2009-10-22

An Infinite Stream Of Bytes

No, I'm not about to wax poetic about the deep ontological issues raised in The Matrix, or speak meaningfully about how transient the modern world of communication is and how the artifacts of our lifetime have become ephemeral such that our posterity will not be able to remember us, even if they wanted to.

Instead I'm going to post a code snippet that solves an annoying little scenario that comes up every now and again when writing parsers.

Basically, it goes like this:

You're writing a parser, and you need to check every byte in a stream of bytes coming from a file/network/etc.. You might need to read forward or read backward a little, to match a multi-byte pattern or value within n bytes of another value.

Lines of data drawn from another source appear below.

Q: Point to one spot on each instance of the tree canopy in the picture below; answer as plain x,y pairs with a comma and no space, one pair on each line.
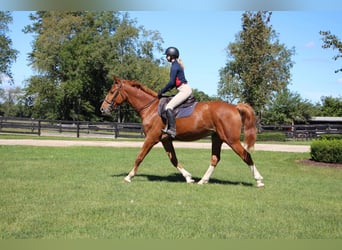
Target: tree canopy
76,55
333,42
258,64
8,55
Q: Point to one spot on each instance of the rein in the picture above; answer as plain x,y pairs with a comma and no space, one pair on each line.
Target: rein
111,103
147,105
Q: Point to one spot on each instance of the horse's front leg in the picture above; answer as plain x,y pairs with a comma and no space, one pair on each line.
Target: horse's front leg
148,144
168,146
216,144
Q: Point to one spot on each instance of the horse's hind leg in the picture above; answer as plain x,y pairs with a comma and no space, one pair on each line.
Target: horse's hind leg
216,144
246,157
170,150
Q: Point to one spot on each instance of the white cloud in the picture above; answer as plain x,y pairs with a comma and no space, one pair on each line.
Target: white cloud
310,44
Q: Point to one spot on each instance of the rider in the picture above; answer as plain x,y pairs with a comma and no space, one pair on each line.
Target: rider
177,79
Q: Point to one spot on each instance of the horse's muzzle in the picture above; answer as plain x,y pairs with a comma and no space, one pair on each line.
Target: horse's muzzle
105,111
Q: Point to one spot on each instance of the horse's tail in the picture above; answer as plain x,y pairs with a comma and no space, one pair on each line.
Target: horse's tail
249,123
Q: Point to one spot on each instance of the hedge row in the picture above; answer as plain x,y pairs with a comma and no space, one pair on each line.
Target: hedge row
327,150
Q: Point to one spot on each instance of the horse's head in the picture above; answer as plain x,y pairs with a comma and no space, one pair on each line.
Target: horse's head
113,98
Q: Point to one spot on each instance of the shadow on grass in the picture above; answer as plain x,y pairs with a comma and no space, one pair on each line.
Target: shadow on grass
179,178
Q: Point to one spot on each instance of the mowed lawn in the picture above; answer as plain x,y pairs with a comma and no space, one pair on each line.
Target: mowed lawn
78,193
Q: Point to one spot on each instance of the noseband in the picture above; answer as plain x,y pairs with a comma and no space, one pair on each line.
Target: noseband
117,92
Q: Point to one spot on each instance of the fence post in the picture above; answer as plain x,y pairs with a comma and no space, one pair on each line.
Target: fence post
78,129
116,131
39,127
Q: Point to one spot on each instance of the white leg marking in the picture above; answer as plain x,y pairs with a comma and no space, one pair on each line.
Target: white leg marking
186,175
206,176
257,176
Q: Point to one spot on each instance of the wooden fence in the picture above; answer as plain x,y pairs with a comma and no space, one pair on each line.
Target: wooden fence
70,128
134,130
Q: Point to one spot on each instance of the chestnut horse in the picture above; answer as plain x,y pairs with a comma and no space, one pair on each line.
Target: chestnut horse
221,120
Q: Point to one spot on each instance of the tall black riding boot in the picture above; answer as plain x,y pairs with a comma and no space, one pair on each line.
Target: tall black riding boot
171,128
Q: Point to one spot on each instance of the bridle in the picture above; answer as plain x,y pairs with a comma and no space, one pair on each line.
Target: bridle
118,92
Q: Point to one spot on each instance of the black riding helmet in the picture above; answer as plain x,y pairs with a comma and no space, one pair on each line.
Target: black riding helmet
172,51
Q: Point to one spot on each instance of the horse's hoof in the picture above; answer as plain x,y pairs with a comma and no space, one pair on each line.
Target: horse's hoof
127,179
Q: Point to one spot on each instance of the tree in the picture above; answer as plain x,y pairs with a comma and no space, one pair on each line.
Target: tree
288,108
332,41
258,64
76,55
7,54
11,102
331,106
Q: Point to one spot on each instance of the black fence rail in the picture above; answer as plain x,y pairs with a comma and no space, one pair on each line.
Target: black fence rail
134,130
70,128
304,132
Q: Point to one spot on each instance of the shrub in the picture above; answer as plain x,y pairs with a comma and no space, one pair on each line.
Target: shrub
327,150
271,136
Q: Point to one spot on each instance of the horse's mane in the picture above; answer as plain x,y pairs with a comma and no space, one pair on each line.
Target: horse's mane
138,85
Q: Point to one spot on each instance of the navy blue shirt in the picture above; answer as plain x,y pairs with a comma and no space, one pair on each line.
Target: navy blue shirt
177,77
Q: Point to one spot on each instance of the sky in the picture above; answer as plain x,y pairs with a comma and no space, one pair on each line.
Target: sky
203,36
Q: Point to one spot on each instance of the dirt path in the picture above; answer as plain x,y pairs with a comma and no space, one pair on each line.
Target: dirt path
67,143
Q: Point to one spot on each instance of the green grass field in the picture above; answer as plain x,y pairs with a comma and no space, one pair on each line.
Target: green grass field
79,193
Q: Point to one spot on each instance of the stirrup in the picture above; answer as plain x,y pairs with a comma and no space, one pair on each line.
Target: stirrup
171,133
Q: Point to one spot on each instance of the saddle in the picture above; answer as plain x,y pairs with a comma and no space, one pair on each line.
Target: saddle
185,109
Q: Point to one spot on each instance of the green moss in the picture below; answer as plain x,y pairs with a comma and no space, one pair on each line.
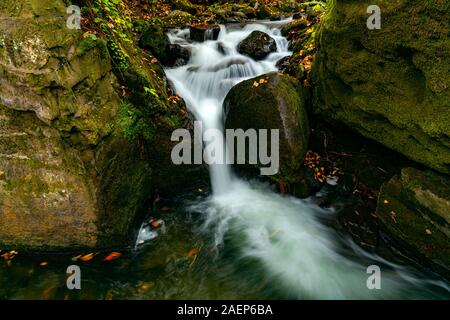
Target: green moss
89,43
408,217
388,84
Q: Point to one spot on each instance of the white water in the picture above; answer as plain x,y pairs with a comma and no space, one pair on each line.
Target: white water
283,233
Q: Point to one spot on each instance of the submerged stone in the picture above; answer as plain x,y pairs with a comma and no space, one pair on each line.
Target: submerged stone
258,45
273,101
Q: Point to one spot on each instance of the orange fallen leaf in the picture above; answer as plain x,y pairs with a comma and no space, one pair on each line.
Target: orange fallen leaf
394,216
193,252
155,224
113,256
87,257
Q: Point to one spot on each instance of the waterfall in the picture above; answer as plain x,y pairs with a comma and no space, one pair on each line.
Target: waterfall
282,233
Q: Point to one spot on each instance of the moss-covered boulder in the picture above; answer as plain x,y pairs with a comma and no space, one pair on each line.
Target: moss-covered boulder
258,45
178,19
155,39
273,101
391,84
69,177
414,209
200,33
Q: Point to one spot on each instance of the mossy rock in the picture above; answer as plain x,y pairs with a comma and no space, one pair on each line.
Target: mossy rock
69,176
273,101
414,208
178,19
258,45
184,5
155,39
393,84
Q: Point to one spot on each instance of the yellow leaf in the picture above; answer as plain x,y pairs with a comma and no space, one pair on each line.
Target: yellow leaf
87,257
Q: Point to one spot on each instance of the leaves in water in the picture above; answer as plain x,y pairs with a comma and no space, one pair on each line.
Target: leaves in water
193,252
113,256
88,257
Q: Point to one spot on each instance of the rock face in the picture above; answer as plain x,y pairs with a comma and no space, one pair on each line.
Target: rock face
258,45
277,102
155,39
201,33
68,177
415,209
392,84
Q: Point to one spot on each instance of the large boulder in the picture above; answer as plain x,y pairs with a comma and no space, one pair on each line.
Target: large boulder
273,101
258,45
393,84
155,39
414,208
200,33
68,176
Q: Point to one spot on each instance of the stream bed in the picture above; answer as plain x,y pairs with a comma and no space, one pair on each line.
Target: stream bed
238,240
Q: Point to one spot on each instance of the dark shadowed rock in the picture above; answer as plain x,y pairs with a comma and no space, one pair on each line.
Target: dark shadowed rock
393,84
155,39
202,33
273,101
414,208
258,45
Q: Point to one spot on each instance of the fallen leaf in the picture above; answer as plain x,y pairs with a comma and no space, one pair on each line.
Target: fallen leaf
155,224
394,216
113,256
76,258
193,252
87,257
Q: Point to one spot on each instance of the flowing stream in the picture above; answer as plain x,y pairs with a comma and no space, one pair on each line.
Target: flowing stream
281,233
243,240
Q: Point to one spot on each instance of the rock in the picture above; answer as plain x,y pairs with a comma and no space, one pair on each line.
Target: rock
184,5
155,39
177,55
240,16
178,19
414,208
258,45
283,63
313,12
70,178
263,12
277,104
200,33
299,15
393,84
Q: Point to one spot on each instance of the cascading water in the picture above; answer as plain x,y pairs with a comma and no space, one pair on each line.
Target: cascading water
282,233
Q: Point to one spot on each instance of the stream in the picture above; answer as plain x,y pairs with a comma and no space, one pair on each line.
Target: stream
239,240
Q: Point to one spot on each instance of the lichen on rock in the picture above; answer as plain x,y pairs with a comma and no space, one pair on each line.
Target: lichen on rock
392,84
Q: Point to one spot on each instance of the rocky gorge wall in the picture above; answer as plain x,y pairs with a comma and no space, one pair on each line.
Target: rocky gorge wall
68,176
391,84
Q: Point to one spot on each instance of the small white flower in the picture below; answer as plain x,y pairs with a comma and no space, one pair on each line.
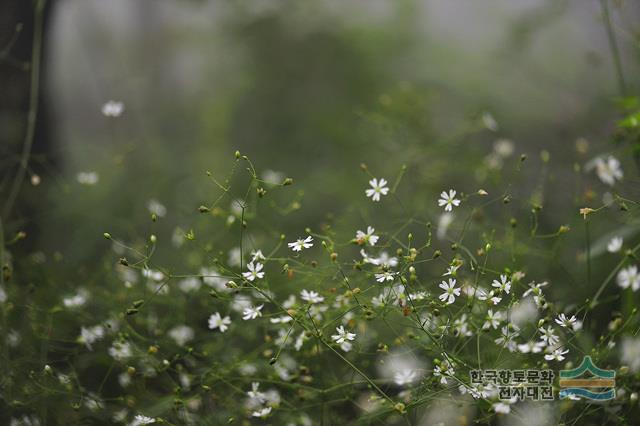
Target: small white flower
531,347
342,335
492,319
255,393
87,178
557,355
614,245
377,188
450,291
629,277
155,207
252,312
299,244
311,296
218,321
503,285
385,276
140,420
451,270
405,377
90,335
448,200
367,238
120,351
443,370
254,271
181,334
548,336
263,412
609,171
112,109
563,321
257,255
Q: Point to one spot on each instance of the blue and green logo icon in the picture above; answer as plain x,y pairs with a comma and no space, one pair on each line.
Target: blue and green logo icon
599,385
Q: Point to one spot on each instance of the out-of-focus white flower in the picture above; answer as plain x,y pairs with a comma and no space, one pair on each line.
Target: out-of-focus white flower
311,296
76,300
630,353
377,188
87,178
155,207
367,238
385,276
609,170
405,377
140,420
181,334
629,277
90,335
120,351
112,109
615,244
557,355
219,322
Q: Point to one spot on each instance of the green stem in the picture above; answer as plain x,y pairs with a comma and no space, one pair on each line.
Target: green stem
33,107
613,46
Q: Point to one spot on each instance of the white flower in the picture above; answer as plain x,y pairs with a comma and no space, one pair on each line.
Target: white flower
311,296
263,412
450,291
90,335
448,200
531,347
451,270
614,245
181,334
155,207
218,321
557,355
492,319
404,377
120,351
548,336
252,312
507,337
342,335
501,407
503,285
385,276
140,420
609,171
377,188
254,271
257,255
442,370
76,300
368,237
563,321
112,109
629,277
255,394
299,244
87,178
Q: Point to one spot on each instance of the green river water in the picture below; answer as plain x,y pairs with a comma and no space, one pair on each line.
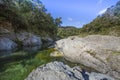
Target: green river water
17,65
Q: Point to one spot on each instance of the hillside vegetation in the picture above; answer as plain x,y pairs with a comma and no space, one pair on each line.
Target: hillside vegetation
28,15
105,24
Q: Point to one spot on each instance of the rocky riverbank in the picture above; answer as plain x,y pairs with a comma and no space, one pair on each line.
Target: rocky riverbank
59,71
101,53
11,41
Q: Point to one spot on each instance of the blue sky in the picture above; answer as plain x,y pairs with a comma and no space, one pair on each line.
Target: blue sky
77,12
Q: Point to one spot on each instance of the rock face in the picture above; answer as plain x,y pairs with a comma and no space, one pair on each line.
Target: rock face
59,71
7,44
101,53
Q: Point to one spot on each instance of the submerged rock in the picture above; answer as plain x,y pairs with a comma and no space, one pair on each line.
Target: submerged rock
7,44
59,71
101,53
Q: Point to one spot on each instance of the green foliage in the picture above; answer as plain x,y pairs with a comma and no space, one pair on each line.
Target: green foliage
30,16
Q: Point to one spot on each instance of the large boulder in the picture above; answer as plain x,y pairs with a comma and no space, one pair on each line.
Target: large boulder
101,53
7,44
59,71
28,39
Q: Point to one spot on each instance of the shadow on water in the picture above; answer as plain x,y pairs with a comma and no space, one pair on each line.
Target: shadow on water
17,55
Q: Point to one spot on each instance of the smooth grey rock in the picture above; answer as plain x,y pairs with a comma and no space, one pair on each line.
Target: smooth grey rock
47,41
94,51
55,71
7,44
59,71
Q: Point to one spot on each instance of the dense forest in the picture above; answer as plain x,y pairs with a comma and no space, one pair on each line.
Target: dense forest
28,15
105,24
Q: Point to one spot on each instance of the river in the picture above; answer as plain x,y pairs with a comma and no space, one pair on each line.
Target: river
16,65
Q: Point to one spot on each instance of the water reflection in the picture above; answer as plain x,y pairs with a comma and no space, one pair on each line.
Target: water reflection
30,50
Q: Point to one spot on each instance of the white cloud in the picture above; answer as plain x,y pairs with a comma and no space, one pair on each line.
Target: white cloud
99,2
102,11
70,19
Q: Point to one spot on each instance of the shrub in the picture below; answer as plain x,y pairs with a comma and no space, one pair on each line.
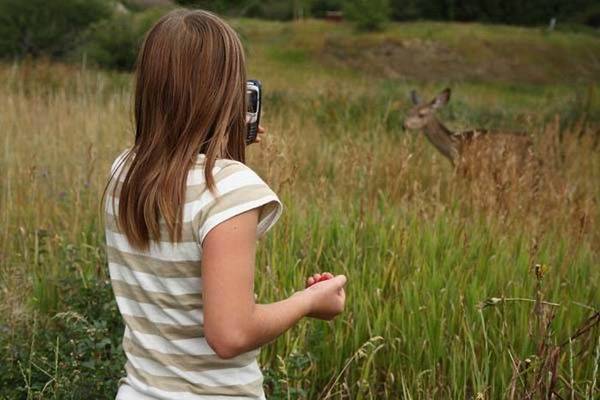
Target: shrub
368,15
46,28
114,42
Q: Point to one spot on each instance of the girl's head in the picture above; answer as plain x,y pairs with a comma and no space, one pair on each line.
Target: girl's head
190,86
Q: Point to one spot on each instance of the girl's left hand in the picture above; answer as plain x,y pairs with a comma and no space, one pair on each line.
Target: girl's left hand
261,131
315,278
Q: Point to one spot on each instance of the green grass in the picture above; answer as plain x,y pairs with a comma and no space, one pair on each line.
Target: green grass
443,298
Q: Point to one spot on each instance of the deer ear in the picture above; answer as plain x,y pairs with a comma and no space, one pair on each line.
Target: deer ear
414,97
442,98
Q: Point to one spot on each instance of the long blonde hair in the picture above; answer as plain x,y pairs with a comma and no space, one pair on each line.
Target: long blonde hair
190,85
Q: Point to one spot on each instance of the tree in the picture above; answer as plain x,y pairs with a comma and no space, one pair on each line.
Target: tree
46,28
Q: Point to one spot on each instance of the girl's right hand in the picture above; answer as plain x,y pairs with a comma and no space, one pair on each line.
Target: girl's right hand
327,297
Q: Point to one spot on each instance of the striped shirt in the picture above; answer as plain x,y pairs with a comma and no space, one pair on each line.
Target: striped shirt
159,292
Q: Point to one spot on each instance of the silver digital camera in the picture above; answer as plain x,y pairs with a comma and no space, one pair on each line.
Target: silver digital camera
253,99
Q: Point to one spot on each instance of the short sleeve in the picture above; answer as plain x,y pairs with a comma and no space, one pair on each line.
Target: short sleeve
238,189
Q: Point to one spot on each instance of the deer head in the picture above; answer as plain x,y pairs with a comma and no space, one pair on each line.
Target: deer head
422,114
422,117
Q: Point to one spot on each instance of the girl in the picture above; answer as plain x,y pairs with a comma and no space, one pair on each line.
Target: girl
183,213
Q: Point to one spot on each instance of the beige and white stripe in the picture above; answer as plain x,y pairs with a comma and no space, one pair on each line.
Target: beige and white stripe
159,293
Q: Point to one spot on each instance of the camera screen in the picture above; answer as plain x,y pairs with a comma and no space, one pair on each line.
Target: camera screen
252,99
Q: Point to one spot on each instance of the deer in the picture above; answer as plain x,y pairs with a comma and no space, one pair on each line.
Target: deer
473,151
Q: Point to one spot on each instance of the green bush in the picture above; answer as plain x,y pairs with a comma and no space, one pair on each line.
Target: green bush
114,43
368,15
75,354
46,28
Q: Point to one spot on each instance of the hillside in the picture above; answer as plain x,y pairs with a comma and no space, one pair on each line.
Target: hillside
432,51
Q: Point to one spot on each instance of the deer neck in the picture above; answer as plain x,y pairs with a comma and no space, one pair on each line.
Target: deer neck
441,138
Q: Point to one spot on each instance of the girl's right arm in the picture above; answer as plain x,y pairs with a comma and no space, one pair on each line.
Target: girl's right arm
233,323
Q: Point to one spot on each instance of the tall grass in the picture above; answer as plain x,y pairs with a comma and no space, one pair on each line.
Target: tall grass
444,296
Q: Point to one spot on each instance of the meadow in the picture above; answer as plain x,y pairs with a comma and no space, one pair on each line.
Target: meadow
456,289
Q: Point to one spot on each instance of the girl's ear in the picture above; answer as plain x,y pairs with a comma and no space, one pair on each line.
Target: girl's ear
441,99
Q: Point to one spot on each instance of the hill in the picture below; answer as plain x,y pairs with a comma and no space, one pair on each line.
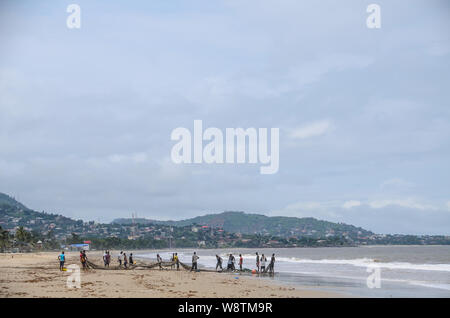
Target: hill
240,222
7,200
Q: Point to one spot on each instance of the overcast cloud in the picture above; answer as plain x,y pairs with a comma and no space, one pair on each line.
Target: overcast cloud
86,114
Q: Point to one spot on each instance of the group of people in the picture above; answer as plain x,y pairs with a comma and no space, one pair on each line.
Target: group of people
231,262
261,263
122,259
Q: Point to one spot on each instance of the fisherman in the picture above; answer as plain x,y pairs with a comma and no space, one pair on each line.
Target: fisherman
172,260
272,264
131,259
159,260
230,262
177,261
219,262
83,259
62,259
233,261
194,261
119,258
263,263
105,258
257,262
108,258
125,260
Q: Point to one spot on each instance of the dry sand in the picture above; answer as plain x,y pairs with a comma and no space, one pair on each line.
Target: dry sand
38,275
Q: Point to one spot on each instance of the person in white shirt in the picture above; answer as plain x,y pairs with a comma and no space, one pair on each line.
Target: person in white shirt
194,261
263,263
119,258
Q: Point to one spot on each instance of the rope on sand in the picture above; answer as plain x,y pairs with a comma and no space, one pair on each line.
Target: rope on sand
142,265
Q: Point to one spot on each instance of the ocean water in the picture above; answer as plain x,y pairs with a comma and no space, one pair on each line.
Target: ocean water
404,271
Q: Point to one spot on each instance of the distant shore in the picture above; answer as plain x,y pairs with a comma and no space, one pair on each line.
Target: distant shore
37,275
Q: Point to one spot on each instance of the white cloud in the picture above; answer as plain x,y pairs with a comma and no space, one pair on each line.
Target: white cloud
397,183
310,130
135,158
350,204
405,203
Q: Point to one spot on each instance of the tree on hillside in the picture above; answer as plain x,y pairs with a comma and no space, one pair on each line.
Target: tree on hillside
22,235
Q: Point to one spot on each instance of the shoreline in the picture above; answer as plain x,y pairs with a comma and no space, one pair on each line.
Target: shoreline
37,275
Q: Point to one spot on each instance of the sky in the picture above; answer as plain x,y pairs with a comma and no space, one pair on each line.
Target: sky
86,114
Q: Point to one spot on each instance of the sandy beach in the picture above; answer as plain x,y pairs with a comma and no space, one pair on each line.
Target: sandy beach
38,275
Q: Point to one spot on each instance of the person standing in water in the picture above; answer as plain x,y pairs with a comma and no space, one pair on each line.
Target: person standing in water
119,258
159,260
83,259
194,261
257,262
125,260
62,259
272,264
219,262
230,262
263,263
108,258
177,261
131,259
105,258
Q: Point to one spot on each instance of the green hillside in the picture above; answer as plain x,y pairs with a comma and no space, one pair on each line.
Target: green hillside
240,222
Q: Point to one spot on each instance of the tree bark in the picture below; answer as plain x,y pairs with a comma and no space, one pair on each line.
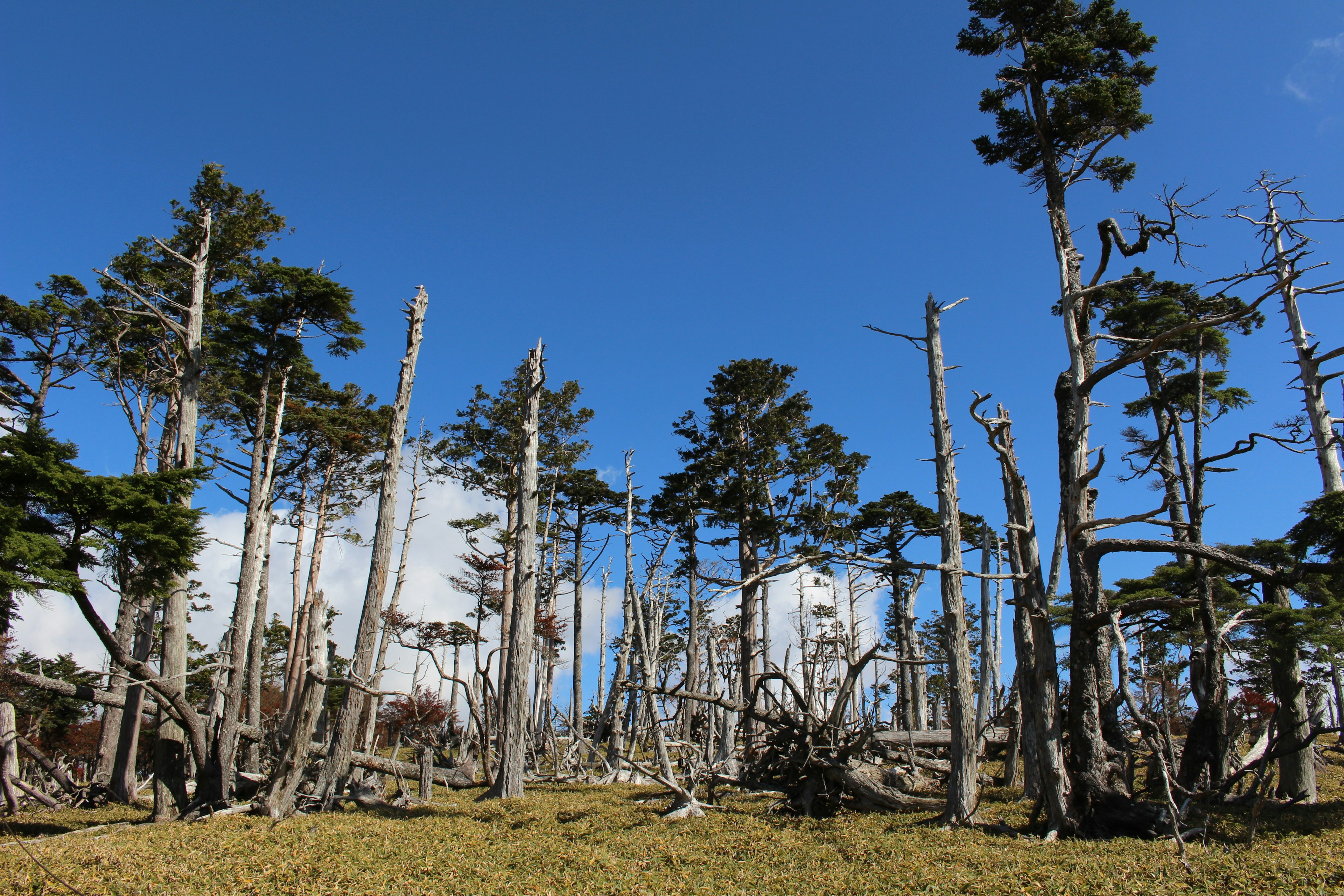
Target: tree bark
374,705
1038,671
256,656
123,782
111,731
256,543
514,711
963,781
577,686
170,747
294,760
1296,770
8,757
336,769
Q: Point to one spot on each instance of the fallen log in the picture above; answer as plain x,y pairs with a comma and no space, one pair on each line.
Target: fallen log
455,778
929,739
34,793
50,768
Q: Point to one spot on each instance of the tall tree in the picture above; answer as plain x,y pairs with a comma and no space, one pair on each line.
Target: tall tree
771,481
179,282
484,452
355,703
260,347
509,781
584,500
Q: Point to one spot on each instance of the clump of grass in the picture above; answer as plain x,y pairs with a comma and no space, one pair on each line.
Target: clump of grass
568,839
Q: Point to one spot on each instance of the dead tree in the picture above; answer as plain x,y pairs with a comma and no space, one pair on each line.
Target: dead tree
292,763
1038,672
336,769
963,782
514,706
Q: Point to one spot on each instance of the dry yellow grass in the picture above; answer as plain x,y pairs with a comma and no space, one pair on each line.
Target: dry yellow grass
604,840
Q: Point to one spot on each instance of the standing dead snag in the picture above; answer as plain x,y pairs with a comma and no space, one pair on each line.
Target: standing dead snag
362,660
1038,673
963,784
514,705
292,762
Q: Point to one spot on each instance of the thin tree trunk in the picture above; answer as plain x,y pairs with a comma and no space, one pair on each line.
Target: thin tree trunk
376,705
128,742
963,780
577,690
336,769
294,760
170,747
509,781
256,538
1296,770
987,640
1038,670
322,522
111,731
256,657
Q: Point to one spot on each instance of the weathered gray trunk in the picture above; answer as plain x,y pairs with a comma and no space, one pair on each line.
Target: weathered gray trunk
1296,770
170,747
8,757
374,705
1038,671
256,655
577,686
294,758
256,540
987,637
362,659
322,522
128,743
963,781
111,731
514,711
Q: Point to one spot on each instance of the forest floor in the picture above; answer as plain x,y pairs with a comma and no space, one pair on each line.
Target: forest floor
568,839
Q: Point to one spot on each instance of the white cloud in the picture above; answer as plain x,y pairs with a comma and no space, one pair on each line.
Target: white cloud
1318,76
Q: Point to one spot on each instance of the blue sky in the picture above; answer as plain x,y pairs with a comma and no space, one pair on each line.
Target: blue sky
658,189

You figure instead of "peeking and seeking" against the stream (what it's read-only!?!?), your parser can just stored the state, and still only look at a single byte at a time. That's great and all, and you do a quick implementation using stream.ReadByte, which seems to work...

Except it's slow. You know from experience that block reads are way faster, and you want to read a block of data that's say 1k or 4k from your stream, and then parse that, fetch another block, parse that, etc... but what if your pattern straddles two blocks? What if the first byte of a two byte sequence is the last byte in a block and the next block's first byte is the second character? Now your parser needs to stop what it's doing, exit the loop, go grab some more data, then restart it's iteration over that.. You could build all that behaviour into your parser (for every parser that you write).. but it's non-trival to deal with. In fact it's a real pain in the butt to refactor a parser to work that way.

Also, you think to yourself "Man... It would be SOOOOooooo much nicer if I could just write a foreach loop, and like get every byte in the stream in one bit long iteration... Why doesn't System.IO.Stream implement IEnumerable?!?" It totally makes sense that it should...

Anyhow, story's over. Here's the code to solve it:


public static IEnumerable<byte> GetBytesFromStream(Stream stream)
{
const int blockSize = 1024;

byte[] buffer = new byte[blockSize];
int bytesRead;

while ((bytesRead = stream.Read(buffer, 0, buffer.Length)) > 0)
{
for (int i = 0; i < bytesRead; i++)
{
yield return buffer[i];
}
}
}


And in case it's not obvious, I'll explain what this little guy does. It does a block read from the stream (adjust your blocksize to suit or make it a parameter), iterates over the block, uses the yield keyword to return bytes via the IEnumerable<T> interface. The while loop checks the return value of stream.Read() to see if it returns zero, which means, basically, the stream is done (EOF). If there was a partial read (e.g. less than your blocksize buffer) bytesRead will be the amount that DID successfully read, and so your for loop that is iterating over the block uses bytesRead to ensure we only return valid data (if we had used buffer.Length or blockSize, and had a partial read, the stuff after the "new data" would be data from the last read. NOT COOL!).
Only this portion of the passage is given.